In a medium saucepan, combine the heavy cream, whole milk, granulated sugar, and instant coffee granules.
Heat the mixture over medium heat, stirring occasionally, until the sugar and coffee granules dissolve completely and the mixture is heated through but not boiling.
Remove the saucepan from the heat and stir in the vanilla extract. Allow to cool slightly for about 5 minutes.

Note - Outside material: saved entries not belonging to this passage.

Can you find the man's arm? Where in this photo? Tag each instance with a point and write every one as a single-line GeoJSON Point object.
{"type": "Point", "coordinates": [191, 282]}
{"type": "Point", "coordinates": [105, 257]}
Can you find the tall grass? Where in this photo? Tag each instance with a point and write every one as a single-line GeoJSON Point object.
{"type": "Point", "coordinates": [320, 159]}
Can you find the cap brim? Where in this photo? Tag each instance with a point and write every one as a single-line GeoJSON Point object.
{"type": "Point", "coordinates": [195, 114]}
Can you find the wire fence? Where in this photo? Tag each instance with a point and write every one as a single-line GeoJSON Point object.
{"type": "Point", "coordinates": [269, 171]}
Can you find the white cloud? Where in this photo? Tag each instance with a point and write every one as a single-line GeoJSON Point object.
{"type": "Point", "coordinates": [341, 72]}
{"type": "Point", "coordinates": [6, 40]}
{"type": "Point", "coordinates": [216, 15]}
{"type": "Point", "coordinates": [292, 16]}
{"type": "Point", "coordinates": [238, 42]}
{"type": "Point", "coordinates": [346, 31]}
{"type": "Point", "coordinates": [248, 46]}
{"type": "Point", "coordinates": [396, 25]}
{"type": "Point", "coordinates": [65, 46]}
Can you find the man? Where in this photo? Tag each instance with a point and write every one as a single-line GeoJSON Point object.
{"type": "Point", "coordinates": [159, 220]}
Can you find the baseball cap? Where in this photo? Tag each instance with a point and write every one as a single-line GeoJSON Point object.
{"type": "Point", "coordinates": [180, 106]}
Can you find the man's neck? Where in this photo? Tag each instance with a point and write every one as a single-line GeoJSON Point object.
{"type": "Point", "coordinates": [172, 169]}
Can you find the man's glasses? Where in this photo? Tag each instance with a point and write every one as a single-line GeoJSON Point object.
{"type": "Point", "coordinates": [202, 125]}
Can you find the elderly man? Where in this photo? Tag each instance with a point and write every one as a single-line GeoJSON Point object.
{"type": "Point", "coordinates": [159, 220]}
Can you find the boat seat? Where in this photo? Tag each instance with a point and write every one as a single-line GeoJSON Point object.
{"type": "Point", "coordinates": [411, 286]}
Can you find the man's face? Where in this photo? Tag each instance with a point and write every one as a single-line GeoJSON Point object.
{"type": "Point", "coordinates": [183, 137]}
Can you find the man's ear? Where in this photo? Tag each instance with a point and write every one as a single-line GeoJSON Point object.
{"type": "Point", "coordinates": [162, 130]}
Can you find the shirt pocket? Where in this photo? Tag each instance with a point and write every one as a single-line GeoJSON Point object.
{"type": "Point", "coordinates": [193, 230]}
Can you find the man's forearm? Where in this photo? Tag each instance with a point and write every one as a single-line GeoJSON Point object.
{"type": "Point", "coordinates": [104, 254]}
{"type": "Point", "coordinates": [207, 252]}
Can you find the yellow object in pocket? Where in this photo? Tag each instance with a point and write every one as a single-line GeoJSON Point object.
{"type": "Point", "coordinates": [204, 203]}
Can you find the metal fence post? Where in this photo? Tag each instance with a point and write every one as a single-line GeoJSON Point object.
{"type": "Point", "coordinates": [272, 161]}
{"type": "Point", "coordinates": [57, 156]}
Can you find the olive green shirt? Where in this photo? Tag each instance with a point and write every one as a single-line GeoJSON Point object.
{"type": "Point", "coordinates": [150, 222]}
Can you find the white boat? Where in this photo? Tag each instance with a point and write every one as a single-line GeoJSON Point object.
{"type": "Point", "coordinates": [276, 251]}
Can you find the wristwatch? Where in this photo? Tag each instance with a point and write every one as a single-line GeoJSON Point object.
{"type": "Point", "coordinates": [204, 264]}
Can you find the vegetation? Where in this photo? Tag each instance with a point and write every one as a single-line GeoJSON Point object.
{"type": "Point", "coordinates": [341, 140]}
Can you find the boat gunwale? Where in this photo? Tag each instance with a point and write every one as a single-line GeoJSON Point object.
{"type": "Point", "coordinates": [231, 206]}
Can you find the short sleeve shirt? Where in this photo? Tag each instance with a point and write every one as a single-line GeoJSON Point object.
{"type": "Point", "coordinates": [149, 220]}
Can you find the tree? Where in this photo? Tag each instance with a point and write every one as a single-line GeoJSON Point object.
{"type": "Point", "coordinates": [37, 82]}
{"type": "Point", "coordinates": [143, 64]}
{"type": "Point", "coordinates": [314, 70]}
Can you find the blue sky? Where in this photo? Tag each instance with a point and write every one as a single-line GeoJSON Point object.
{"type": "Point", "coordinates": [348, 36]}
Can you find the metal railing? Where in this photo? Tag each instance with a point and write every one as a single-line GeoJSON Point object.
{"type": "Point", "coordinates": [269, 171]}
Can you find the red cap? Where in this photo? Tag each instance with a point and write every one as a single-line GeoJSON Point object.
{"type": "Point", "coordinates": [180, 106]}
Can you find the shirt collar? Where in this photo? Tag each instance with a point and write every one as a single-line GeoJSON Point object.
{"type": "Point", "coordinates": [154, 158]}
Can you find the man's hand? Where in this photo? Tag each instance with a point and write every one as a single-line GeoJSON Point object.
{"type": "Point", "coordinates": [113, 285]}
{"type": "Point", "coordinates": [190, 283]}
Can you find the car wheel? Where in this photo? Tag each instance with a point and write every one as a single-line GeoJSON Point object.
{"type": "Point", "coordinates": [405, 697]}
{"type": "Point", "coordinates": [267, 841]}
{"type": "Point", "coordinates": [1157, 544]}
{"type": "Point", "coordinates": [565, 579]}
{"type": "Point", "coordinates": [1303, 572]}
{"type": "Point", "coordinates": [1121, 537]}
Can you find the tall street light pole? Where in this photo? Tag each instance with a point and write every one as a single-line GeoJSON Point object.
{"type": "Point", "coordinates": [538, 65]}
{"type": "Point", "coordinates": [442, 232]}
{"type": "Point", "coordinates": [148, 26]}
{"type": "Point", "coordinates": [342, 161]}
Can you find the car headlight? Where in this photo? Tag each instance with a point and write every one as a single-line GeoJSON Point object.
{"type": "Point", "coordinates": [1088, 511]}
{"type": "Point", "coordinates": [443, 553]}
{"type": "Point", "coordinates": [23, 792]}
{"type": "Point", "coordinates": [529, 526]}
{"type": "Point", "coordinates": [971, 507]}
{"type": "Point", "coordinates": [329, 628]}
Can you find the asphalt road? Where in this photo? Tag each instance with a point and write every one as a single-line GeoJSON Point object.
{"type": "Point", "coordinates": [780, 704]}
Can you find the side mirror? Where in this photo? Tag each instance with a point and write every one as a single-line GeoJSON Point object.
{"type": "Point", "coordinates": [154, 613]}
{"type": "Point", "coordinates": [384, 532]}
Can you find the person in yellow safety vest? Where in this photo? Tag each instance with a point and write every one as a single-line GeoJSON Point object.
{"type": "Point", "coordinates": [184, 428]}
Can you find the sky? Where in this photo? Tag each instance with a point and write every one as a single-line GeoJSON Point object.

In a large mixing bowl, whisk the egg yolks until they are pale and slightly thickened.
Slowly pour the warm cream mixture into the egg yolks, whisking constantly to prevent curdling.
Strain the custard mixture through a fine-mesh sieve into a large measuring cup or bowl to ensure a smooth texture.
Divide the strained custard mixture evenly among six 6-ounce ramekins.
Place the ramekins in a large baking dish or roasting pan. Pour the hot water into the baking dish, creating a water bath that reaches halfway up the sides of the ramekins.
Carefully transfer the baking dish to the preheated oven and bake for 35-40 minutes, or until the custards are set around the edges but still slightly jiggly in the center.
Remove the ramekins from the water bath and allow them to cool on a wire rack for 30 minutes.
Refrigerate the cooled custards for at least 2 hours or until thoroughly chilled.
Serve the coffee custards as-is, or garnish with a dollop of whipped cream and a dusting of cocoa powder for an extra touch of elegance.
Calories |
2483 | ||
|---|---|---|---|
% Daily Value* |
|||
| Total Fat | 194.9 g | 250% | |
| Saturated Fat | 110.1 g | 550% | |
| Polyunsaturated Fat | 0.3 g | ||
| Cholesterol | 1613 mg | 538% | |
| Sodium | 347 mg | 15% | |
| Total Carbohydrate | 117.6 g | 43% | |
| Dietary Fiber | 0.0 g | 0% | |
| Total Sugars | 112.9 g | ||
| Protein | 24.7 g | 49% | |
| Vitamin D | 5.4 mcg | 27% | |
| Calcium | 565 mg | 43% | |
| Iron | 2.8 mg | 16% | |
| Potassium | 1115 mg | 24% | |
*The % Daily Value tells you how much a nutrient in a serving of food contributes to a daily diet. 2,000 calories a day is used for general nutrition advice.